The scientific team of the Sternberg Astronomical Institute of Moscow State University supported by the Moscow-based company Optics is conducting a project aimed at detecting and measuring optical transients (also called optical bursts), which are sudden appearances of emissions in a night sky. Their origins vary, but those more commonly studied are related to optical emissions from Gamma-Ray Bursts (GRB), powerful explosions that occur at the very edge of the Universe.
The Sternberg Institute's system contains two 11 Megapixel Prosilica GE4000 cameras, each fitted with a fast f/1.4 50mm prime Nikkor lens for optimal image capture in low-light conditions. The total sky coverage of the system is 2,000 square degrees.
Once a GRB is detected, the system is pointed to the specific sky area and continuous image acquisition is started. Exposure is set to five seconds to optimise the detection of the bursts, and 5,000-9,000 frames per observation-night are captured by each camera.
The camera-dedicated computers acquire and store the images, make the object detection and measurements, convert their coordinates and send a list of all detected objects to the central server. The latter then analyses the data using particular coincidence criteria, stellar databases and various catalogues to reveal the probable nature of detected events.
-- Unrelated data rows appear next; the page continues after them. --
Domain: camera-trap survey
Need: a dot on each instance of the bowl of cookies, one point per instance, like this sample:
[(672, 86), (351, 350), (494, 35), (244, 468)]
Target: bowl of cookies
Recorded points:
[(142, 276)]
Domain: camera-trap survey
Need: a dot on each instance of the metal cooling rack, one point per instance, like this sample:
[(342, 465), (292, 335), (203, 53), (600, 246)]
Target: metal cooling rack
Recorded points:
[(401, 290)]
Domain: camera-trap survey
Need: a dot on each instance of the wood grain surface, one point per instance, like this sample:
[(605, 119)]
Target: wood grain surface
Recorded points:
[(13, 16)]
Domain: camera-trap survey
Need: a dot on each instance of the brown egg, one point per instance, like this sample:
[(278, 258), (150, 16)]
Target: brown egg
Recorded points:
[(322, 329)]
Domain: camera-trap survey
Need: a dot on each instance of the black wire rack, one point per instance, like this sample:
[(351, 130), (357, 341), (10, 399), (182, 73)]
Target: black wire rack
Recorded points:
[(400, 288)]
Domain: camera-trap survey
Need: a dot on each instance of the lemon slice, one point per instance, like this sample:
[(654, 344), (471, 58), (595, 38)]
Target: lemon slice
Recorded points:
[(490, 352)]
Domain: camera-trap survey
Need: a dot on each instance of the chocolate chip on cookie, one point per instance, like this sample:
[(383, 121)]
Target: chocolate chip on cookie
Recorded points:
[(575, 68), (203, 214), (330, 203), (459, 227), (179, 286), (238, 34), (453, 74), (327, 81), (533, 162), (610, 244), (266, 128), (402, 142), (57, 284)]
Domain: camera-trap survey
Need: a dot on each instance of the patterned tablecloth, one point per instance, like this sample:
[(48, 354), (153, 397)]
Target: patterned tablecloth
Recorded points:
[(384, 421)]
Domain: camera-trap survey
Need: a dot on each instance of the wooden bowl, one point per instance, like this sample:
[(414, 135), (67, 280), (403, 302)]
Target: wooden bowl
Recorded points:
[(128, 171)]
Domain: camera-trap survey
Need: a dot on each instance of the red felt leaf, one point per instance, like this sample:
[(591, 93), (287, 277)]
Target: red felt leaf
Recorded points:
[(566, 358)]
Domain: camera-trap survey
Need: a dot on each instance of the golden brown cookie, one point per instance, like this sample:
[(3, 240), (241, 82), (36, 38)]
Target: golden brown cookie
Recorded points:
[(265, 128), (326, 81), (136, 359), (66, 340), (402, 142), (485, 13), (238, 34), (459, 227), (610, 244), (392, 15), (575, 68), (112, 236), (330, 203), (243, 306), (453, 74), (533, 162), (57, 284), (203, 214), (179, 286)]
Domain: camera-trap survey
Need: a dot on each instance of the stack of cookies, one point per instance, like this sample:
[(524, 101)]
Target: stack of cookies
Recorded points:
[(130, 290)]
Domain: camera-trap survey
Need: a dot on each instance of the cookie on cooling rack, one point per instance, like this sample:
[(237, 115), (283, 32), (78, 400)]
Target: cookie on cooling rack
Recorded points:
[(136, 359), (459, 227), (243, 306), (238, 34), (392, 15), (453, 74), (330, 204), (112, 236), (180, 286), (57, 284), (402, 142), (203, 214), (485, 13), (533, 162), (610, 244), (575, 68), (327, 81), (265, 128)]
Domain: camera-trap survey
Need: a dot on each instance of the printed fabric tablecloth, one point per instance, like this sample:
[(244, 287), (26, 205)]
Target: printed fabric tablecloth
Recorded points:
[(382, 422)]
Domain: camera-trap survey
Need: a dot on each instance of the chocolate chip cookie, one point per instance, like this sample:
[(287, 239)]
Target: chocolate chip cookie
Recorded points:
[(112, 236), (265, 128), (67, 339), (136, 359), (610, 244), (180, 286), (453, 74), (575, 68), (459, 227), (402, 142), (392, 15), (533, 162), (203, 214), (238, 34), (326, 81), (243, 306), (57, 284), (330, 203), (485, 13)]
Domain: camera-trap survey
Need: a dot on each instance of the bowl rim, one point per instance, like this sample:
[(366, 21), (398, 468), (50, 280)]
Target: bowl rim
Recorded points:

A total of three systems were set-up by the Sternberg Institute: two near Kislovodsk in the Northern Caucasus at the Pulkovo observatory, site of the new 2.5m aperture telescope, and one in Irkutsk, Siberia.
The success of the faint signal detection is driven by the signal-to-noise ratio of the CCD, and the readout noise of the GE4000 is very low. In addition, it is essential for hot pixels not to be mixed with stellar images in the detection software. The position of hot pixels across the CCD and their strength was sufficiently stable to produce a map, which is then used for masking the images before source detection.